Get personalised treatment plan for each patient: Dr Akshay Kudpaje,Cytecare Cancer Hospitals

The tumour board’s decision puts us one step closer to developing a personalized treatment strategy for each patient: Dr. Akshay Kudpaje, Cytecare Cancer Hospitals.
Head and neck cancer therapy has advanced tremendously. Previously, a mirror was used to examine the voice box, but now there are high-resolution cameras that can go very near to the vocal cord or any other place that would normally be difficult to see.
Dr. Akshay Kudpaje, Senior Consultant and Director, Head and Neck Oncology, Cytecare Cancer Hospitals, was interviewed by Shahid Akhter, editor of ETHealthworld, to learn about the most recent breakthroughs in head and neck cancer care.
Improving the Treatment Curve for Head and Neck Cancer
When compared to how head and neck malignancies were handled a decade ago, therapy has advanced substantially. We used to look at the voice box using a mirror, but now we have high-resolution cameras that can go incredibly near to the vocal cord or any other place that would normally be difficult to see.
We now have endoscopes with narrow-band imaging, which helps us determine if the tumour is malignant or not. That way, we can properly arrange the therapy and consult the patient’s family. All malignancies, including head and neck cancers, are not the same. As a result, the therapy varies. We provide tailored care based on the recommendations of the tumour board, which includes medical oncologists, surgeons, pathologists, and radiologists. The board members meet and devise a unique treatment plan for each patient.

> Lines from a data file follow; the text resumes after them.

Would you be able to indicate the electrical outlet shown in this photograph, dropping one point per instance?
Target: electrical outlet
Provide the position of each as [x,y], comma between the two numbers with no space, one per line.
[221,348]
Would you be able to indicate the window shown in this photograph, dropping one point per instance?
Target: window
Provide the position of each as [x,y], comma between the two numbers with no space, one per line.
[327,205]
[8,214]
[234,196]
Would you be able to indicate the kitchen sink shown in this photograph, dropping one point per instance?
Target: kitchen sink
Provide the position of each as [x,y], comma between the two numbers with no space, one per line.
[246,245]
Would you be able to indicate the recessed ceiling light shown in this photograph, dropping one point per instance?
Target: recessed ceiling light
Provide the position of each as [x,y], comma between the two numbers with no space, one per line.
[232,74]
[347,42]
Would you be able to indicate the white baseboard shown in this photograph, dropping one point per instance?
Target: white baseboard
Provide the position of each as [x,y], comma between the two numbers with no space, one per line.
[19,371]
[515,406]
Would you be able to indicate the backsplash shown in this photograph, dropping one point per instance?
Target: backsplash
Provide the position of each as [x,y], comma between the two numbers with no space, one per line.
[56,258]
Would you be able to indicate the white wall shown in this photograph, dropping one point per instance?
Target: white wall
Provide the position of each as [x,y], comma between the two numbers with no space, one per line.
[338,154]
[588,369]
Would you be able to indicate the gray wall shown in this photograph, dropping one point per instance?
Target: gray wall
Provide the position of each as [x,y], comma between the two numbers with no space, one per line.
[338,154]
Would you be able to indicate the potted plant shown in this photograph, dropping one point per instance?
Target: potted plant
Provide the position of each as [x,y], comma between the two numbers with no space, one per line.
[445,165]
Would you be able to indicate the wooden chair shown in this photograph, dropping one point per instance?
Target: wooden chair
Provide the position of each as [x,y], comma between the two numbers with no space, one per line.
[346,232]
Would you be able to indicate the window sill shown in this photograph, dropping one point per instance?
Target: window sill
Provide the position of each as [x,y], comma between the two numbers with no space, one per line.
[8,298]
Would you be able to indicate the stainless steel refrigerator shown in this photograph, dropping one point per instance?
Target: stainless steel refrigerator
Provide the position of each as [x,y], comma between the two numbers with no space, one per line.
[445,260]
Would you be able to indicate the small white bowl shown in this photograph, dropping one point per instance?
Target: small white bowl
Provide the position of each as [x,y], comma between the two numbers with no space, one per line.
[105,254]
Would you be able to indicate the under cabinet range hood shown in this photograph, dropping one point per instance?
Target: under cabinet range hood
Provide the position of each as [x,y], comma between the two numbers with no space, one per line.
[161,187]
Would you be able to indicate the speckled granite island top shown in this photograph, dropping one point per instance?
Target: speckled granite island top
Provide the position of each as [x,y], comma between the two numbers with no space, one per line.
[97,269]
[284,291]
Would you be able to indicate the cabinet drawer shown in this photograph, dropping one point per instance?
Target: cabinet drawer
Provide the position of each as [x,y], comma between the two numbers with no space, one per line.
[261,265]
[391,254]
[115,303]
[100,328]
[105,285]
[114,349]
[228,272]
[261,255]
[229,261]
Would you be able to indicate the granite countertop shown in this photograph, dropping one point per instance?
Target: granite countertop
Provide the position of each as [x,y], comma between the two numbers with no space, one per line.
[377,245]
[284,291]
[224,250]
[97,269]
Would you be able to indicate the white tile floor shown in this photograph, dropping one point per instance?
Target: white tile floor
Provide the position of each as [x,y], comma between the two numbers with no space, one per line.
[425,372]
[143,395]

Recent Advances in Head and Neck Cancer
Minimally invasive surgery is a recent advancement in head and neck surgery. Transoral robotic surgery makes use of cutting-edge technology such as lasers and robots to get access to the mouth and neck region without having to cut into the lip or jaw bone. This allows us to remove the malignant tumour while causing minimum harm to the surrounding healthy components. These patients’ post-operative recovery is rapid, and the functional issues associated with surgery are considerably decreased. As a consequence, patients spend less time in the hospital while still receiving cancer treatment.
Consider nasal and sinus cancer, for example, where technology has drastically improved therapy options. We used to have to cut into the face to get to the dangerous tumours. We may now do surgery through the nose without making any exterior incisions thanks to modern technology like the endoscopic sinus surgery navigation system. Similarly, in the event of tumours of the jaw bone or tongue, we can reconstruct the organ by collecting tissues from a distant region after removing the tumour. We have a better grasp of the small vessels with the use of a microscope, which aids in early healing.
The microscope has transformed how skull-based tumours, particularly those at the back of the ear and the lower section of the skull, are controlled with great accuracy. Today, we are more able to manage the delicate nerves in that area, allowing us to provide a higher quality of life to these patients.